A crucial part of the film’s score is an instrumental cover of “Toxic,” put together by composer Anthony Willis. Using the Britney Spears version of the song would have been very expensive, and as Jacobs pointed out, distracting, but the slowed-down string cover of the song’s riffs could do the job well for the moment where Cassie launches her revenge-scheme finale. “There wasn’t a place for the song ‘Toxic,’ but the feeling of that surprise of what it does in that scene was crucial there,” she said. “That [riff] is a really recognizable part of that song, so you almost don’t need any other part of the song.” As for the challenge of licensing the song itself, Jacobs had to reach out to its team of songwriters. “It was trying to convince all the people over in Sweden that it was a cool movie,” she said. “It was very tough!”

“Something Wonderful” From The King and I

Spoiler alert: It’s impossible to explain this needle drop without spoiling a key part of the ending, so move along if you have not watched the film! 

Cassie’s trip to her med-school classmate’s (played by Chris Lowell) bachelor party goes horribly wrong, and ends with him killing her as she is trying to punish him for raping her best friend. With the encouragement of his friend (played by Max Greenfield), Lowell’s character then brings Cassie’s body out into the woods and burns it as the classic Rodgers and Hammerstein song kicks in on the soundtrack. In the context of the original musical, “Something Wonderful” acts as the king of Siam’s wife’s apologia for his behavior — the idea being that he can act terribly, but there is still something good in him. In Promising Young Woman, it underlines the way that men like Lowell’s character can be so easily forgiven. “Emerald is working on an Andrew Lloyd Webber remake of Cinderella, so theater is very much in her bones,” Jacobs said of how they landed on the selection. “It’s a martyrdom scene. There was something about having that pause and break from pop that was just right.” The hard part, as always, came with getting the Rodgers and Hammerstein estate to clear the rights. “I was very worried about getting that because trying to explain that scene was hard,” Jacobs said. “We did have some inside help in order to get that.”

Tristan und Isolde, Richard Wagner

Another clear break from Promising Young Woman’s pop aesthetic comes when Cassie gets fed up with a man honking at her at an intersection.
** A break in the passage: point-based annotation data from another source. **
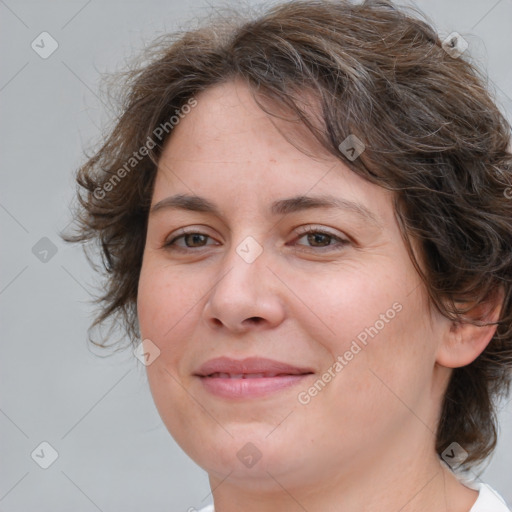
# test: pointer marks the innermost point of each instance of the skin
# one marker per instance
(366, 441)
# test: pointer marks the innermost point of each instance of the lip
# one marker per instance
(249, 378)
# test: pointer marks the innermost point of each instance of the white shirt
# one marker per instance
(488, 500)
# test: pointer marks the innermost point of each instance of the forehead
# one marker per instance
(228, 147)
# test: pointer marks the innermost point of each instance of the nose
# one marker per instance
(247, 296)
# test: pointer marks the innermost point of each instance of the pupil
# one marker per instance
(195, 238)
(316, 237)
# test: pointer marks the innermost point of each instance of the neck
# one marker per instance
(426, 486)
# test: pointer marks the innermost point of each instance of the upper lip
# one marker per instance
(249, 365)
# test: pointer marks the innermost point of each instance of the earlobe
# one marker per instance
(464, 341)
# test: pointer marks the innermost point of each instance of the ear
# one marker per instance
(463, 342)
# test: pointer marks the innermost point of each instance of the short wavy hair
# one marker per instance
(433, 135)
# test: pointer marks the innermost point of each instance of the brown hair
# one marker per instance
(432, 134)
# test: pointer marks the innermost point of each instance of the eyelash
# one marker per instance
(170, 245)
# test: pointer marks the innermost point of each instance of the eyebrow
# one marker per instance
(280, 207)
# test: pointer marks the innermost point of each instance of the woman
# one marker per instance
(306, 218)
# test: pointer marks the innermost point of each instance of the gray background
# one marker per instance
(113, 451)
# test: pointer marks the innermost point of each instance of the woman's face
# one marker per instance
(340, 311)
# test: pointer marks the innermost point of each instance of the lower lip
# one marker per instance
(250, 388)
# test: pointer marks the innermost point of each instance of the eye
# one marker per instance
(321, 239)
(192, 240)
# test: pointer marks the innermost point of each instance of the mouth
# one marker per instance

She gets out of her car and breaks his windows with a crowbar. There, we hear a climactic motif from Wagner’s Tristan und Isolde that happens to accompany Isolde’s death scene (the opera involves a whole tragic love story and a case of drugging, in many ways like Promising Young Woman, though the love story in Fennell’s film lies more between Cassie and Nina). “The classical pieces are really playing to this internal emotion and grander story,” Jacobs said of the selection. “It was important to not always stay in pop and have this release. It is dramatic and she is undoing herself. It’s Wagner! How else do you have that moment of reckoning? I love that Emerald wanted to paint with a really huge, broad brush with that.”